Since strain and host specific behaviour is a key characteristic of Salmonella pathogenesis [46, 47], we determined if other Salmonella isolates exhibited the same phenotype as strain 112910a. We found that the extent of MHC II downregulation differed considerably among various Salmonella strains. Salmonella Typhimurium strain MB2216, a pig isolate, and strain DAB69, a pigeon isolate, and serovar Infantis and Derby strains, both pig isolates, exhibited no downregulation of MHC II expression in the current setup.
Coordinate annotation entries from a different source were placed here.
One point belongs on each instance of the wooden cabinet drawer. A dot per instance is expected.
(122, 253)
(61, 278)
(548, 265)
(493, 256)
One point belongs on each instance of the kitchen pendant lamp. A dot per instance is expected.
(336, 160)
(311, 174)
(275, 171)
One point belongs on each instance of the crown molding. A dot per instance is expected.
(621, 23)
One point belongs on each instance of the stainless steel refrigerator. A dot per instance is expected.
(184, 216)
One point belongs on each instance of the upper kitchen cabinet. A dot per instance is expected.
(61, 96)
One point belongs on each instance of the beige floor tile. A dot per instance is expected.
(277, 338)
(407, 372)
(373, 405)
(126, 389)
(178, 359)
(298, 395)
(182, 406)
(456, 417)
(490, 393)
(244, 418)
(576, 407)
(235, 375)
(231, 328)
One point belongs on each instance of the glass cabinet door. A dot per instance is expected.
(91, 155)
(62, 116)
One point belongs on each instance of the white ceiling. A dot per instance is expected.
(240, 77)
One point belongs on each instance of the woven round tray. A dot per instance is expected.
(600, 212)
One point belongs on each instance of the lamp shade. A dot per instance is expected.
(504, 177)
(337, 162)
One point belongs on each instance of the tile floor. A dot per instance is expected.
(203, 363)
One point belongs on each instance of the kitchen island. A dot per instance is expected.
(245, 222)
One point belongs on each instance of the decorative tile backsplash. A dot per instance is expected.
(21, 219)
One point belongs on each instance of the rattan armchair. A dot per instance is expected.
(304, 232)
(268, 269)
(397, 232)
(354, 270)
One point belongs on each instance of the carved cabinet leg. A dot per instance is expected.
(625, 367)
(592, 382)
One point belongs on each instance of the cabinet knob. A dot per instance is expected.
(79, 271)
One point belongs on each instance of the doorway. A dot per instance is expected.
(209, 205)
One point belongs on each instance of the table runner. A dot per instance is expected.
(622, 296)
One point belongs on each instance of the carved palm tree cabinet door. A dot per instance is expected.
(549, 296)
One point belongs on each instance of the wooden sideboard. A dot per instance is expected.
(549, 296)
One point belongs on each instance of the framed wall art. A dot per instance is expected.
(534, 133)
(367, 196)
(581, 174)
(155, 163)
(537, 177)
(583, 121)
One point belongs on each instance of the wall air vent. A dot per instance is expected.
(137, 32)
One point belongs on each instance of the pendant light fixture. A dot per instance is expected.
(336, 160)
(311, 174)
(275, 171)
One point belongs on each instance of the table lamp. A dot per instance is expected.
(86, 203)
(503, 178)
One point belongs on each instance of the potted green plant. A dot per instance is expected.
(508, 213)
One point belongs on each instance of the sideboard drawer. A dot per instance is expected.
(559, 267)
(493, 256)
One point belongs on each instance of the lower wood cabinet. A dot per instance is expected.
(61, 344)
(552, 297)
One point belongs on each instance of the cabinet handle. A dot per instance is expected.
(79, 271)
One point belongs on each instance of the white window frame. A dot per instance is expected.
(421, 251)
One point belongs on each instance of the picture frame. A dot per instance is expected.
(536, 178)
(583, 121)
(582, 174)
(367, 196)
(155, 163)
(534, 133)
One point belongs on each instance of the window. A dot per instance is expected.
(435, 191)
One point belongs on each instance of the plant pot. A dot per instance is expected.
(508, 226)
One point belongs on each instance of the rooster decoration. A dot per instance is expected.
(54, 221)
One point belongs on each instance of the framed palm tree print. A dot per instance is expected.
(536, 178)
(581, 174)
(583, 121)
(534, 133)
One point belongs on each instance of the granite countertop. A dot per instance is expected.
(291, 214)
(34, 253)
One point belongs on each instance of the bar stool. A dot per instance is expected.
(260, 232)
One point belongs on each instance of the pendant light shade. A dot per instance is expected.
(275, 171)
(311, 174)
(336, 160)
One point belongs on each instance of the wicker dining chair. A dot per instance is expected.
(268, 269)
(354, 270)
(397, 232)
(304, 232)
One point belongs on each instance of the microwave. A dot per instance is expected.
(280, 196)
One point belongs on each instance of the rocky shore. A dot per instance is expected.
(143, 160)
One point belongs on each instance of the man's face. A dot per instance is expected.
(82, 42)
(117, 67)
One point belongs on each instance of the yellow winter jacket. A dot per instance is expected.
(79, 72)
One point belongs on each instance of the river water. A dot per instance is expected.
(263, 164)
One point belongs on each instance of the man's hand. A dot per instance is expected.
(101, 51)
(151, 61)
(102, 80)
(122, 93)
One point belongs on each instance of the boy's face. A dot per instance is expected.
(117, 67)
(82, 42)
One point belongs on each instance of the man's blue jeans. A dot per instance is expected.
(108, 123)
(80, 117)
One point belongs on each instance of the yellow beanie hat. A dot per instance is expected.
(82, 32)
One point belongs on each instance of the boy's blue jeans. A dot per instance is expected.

Subsequently, it was determined if the strain specific differences in MHC II downregulation capacity were inherent to macrophage infection by that particular strain, or correlated with Salmonella invasion capacity in, Salmonella induced cytotoxicity on and ROS production by macrophages. The Salmonella invasion capacity of the tested Salmonella strains did not significantly differ, except for strain MB2498 that was significantly impaired in infecting macrophages. This might be due to the fact that this strain was markedly less motile than the other strains, as assessed by growing the strains in semi solid agar [48, 49]. Infection with all tested Salmonella strains was cytotoxic for macrophages 24 h pi. Finally, the macrophage activation status indicated by ROS production measurement did not differ between Salmonella strains. Because we found no significant correlation between the extent of MHC II downregulation on one hand, and Salmonella invasiveness, cytotoxicity or induction of ROS production on the other hand, we can conclude that strain specific differences in the capacity to downregulate MHC II expression on porcine macrophages are irrespective of strain specific differences in invasion capacity and cytotoxic effects on or induction of ROS production by macrophages.
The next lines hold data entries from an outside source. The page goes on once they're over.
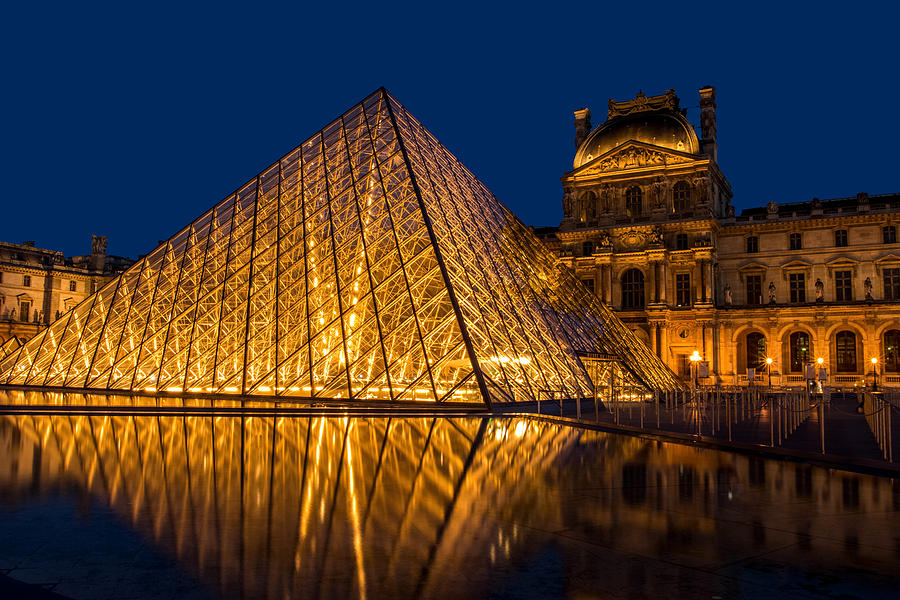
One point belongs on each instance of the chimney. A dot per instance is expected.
(582, 126)
(708, 122)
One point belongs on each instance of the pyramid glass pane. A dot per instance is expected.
(368, 264)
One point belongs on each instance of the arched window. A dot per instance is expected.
(756, 350)
(633, 201)
(590, 204)
(892, 351)
(845, 343)
(681, 195)
(632, 289)
(801, 350)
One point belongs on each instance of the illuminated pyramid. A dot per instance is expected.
(366, 264)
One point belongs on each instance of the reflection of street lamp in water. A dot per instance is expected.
(874, 375)
(695, 360)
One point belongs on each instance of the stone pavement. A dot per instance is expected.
(847, 435)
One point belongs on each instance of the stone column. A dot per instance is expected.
(697, 282)
(608, 289)
(664, 344)
(662, 282)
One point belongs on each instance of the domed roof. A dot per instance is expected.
(667, 129)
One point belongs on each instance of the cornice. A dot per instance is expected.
(808, 221)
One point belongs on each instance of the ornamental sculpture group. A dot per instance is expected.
(820, 291)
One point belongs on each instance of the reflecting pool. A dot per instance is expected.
(279, 506)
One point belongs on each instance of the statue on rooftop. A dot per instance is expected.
(98, 244)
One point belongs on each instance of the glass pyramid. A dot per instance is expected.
(366, 264)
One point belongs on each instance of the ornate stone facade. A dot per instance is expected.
(648, 225)
(38, 285)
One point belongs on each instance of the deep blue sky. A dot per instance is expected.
(131, 120)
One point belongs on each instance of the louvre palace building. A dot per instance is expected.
(649, 226)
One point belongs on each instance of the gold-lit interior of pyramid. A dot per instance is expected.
(366, 264)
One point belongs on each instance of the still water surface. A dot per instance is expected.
(250, 506)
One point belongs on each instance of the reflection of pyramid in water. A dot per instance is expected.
(368, 263)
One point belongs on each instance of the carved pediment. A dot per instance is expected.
(634, 155)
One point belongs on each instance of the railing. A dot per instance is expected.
(877, 409)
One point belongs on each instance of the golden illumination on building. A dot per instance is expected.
(366, 264)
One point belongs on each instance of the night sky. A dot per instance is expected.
(131, 120)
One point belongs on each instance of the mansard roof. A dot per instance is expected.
(654, 120)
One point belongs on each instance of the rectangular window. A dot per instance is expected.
(683, 289)
(754, 289)
(891, 284)
(843, 286)
(24, 311)
(840, 238)
(798, 287)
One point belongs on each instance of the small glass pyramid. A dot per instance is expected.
(367, 264)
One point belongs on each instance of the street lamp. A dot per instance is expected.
(695, 358)
(874, 375)
(820, 361)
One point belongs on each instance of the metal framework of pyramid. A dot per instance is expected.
(366, 264)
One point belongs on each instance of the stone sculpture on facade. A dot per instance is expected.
(98, 244)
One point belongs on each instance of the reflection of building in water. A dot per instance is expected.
(649, 226)
(265, 506)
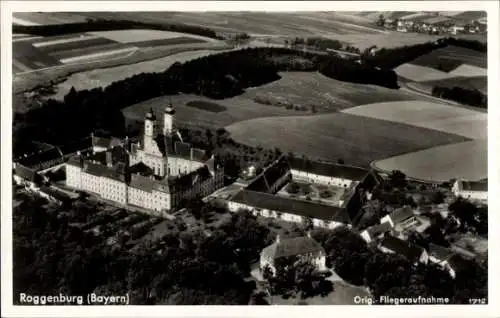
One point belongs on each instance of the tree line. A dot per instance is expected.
(471, 97)
(216, 76)
(51, 256)
(94, 25)
(393, 275)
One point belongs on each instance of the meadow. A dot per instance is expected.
(468, 160)
(308, 89)
(449, 119)
(451, 52)
(355, 139)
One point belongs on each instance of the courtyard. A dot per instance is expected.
(321, 193)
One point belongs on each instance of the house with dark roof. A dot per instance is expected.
(289, 209)
(303, 248)
(326, 172)
(157, 174)
(402, 217)
(273, 178)
(25, 176)
(471, 190)
(412, 252)
(376, 232)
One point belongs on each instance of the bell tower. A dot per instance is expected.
(168, 120)
(149, 130)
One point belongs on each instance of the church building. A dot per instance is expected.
(157, 173)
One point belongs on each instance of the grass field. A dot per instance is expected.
(102, 77)
(307, 89)
(355, 139)
(418, 73)
(450, 119)
(466, 70)
(44, 18)
(468, 160)
(237, 109)
(460, 54)
(480, 83)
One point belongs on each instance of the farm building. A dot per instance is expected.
(156, 175)
(447, 259)
(472, 190)
(375, 231)
(303, 248)
(326, 173)
(411, 252)
(288, 209)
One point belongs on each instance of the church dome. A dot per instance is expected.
(150, 115)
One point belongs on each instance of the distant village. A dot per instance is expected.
(438, 24)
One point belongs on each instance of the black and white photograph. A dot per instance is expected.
(338, 156)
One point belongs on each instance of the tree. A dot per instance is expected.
(381, 20)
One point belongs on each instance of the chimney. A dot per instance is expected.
(109, 159)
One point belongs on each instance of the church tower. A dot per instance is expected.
(168, 120)
(149, 131)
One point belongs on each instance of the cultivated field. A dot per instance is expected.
(480, 83)
(450, 119)
(307, 89)
(418, 73)
(41, 52)
(102, 77)
(466, 70)
(236, 109)
(454, 53)
(44, 18)
(356, 139)
(468, 160)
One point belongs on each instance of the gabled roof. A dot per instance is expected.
(270, 175)
(291, 247)
(328, 169)
(440, 252)
(378, 229)
(410, 251)
(41, 157)
(474, 186)
(401, 214)
(26, 173)
(458, 263)
(288, 205)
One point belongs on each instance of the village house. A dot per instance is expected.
(376, 232)
(447, 259)
(471, 190)
(413, 253)
(300, 248)
(325, 172)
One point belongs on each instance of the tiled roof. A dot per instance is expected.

Since we showed that SPI-1 and SPI-2 are involved in Salmonella Typhimurium strain 112910a induced downregulation of MHC II expression, we wanted to examine if differential SPI-1 and/or SPI-2 gene expression accounted for the observed differences in MHC II downregulation between Salmonella strains. Surprisingly, no correlation was found between the expression of SPI-1 genes hilA and sopB for a certain strain, although this can be due to the fact that expression of the effector protein SopB is only partly regulated by HilA . Furthermore, no sopB expression was detected in Salmonella MB2498 and Derby strains, indicating the absence of the sopB containing SPI-5 in these strains [13, 50]. Expression of SPI-2 genes ssrA/B and ssaH markedly differed between Salmonella strains, and in contrast to hilA and sopB expression, a significantly positive correlation was found between ssrA/B and ssaH expression in a certain strain. However, no correlation was found between SPI-1 or SPI-2 gene expression and the capacity to downregulate MHC II expression. Although Salmonella gene expression in LB medium and inside macrophages might vary, the fact that SPI-1 and SPI-2 gene expression patterns of different Salmonella strains did not correlate with their capacity to interfere with the MHC II expression level of macrophages might indicate that other factors than SPI-1 and SPI-2 are also involved in Salmonella induced MHC II downregulation.
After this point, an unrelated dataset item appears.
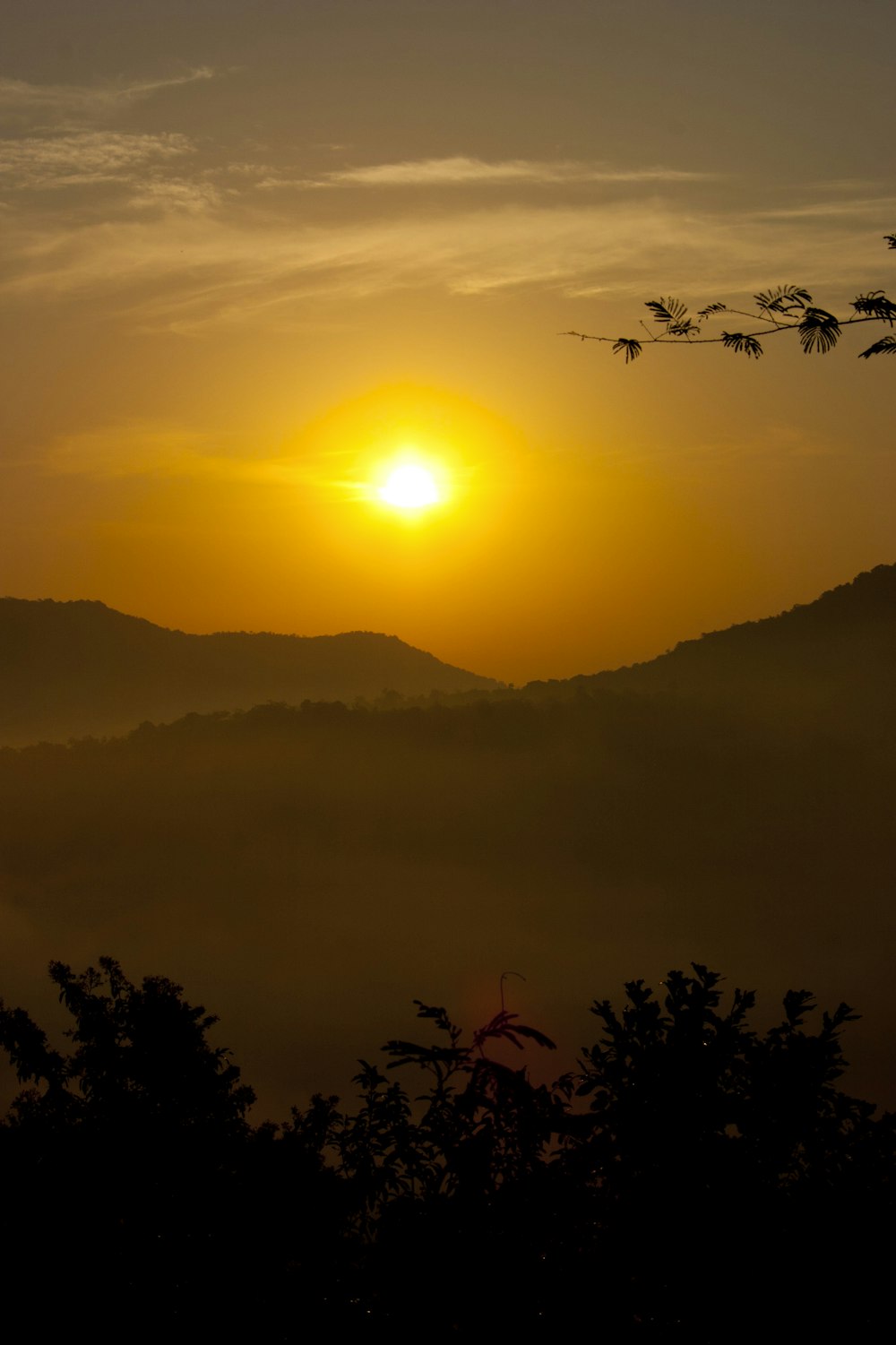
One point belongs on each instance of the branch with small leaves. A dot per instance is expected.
(780, 309)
In conclusion, we showed that Salmonella Typhimurium strain 112910a specifically downregulated MHC II expression on porcine macrophages in merely a SPI-1 and SPI-2 dependent way. Furthermore, opsonization of Salmonella with antibodies counterbalanced the bacterium’s capacity to downregulate MHC II expression and to proliferate intracellularly, emphasizing the importance for Salmonella to interfere with the host’s immune response for successful persistence. The extent of MHC II downregulation on macrophages differed among Salmonella strains and these strain specific differences did not correlate with differential SPI-1 and/or SPI-2 expression, providing evidence that besides SPI-1 and SPI-2 other factors are also involved in Salmonella induced downregulation of MHC II expression. Our findings might imply that Salmonella strains that are capable of circumventing the pig’s immune response can better persist in pigs, interfering with serological screenings that are used in most preharvest Salmonella monitoring programs in Europe to date.